Vig (Vigorish)
Also known as: juice, hold, margin, overround
The implicit fee a sportsbook charges by pricing odds so that both sides combined imply more than 100% probability. Typical NFL/NBA moneyline vig is 4-5%; outright futures can carry 15-25%.
Vig (short for "vigorish," also called juice, hold, margin, or overround) is the implicit commission baked into sportsbook odds. When a book lists Lakers -110 / Celtics -110, those prices imply a combined probability of about 105% — the extra 5% is the book's margin.
The book doesn't take a separate fee; the margin is hidden in the prices themselves. You only see it by adding up the implied probabilities of every outcome in a market: if they sum to more than 100%, the difference is vig.
Vig varies by market type.
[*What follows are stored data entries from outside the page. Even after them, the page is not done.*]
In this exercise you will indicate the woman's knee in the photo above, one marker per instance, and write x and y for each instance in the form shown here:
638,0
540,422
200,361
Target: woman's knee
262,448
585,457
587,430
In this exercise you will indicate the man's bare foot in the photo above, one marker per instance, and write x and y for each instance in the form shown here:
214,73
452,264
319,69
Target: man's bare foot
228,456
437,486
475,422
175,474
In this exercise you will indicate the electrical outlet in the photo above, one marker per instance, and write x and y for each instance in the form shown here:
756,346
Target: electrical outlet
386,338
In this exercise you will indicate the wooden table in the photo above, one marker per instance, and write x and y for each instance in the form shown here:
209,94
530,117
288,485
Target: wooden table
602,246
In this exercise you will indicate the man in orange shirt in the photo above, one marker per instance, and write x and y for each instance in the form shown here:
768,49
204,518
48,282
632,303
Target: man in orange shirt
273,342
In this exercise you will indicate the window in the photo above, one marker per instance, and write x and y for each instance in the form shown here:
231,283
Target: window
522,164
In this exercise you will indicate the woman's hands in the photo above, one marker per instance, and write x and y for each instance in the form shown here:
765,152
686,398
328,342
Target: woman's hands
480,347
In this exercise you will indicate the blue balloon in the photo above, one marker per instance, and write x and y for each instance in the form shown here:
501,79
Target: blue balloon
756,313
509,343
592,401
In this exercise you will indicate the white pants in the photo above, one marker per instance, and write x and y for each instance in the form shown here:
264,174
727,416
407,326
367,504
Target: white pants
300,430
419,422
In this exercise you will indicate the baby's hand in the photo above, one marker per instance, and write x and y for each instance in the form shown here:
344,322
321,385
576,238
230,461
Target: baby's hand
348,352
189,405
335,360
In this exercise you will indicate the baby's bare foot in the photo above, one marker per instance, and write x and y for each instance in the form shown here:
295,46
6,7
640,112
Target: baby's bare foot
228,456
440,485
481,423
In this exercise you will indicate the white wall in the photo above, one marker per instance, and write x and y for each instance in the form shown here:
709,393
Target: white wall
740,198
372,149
Game lines (moneyline, spread, total) usually carry 4-5% vig because of the high volume and tight competition between books. Player props can be 8-12%. Outright futures (championship winner, MVP) often run 15-25% because the field is wide and the book takes on more risk.
Why this matters: any sportsbook price you compare against another reference (Kalshi, another book, your own model) must be de-vigged first, otherwise you're comparing apples to oranges. The book's vig is not a probability — it's a fee.
DraftKings lists Lakers -110, Celtics -110. Raw implied: 0.524 + 0.524 = 1.048. The 4.8% over 100% is the vig. After de-vigging both back to a fair 50/50, you're comparing a true 50% probability to Kalshi.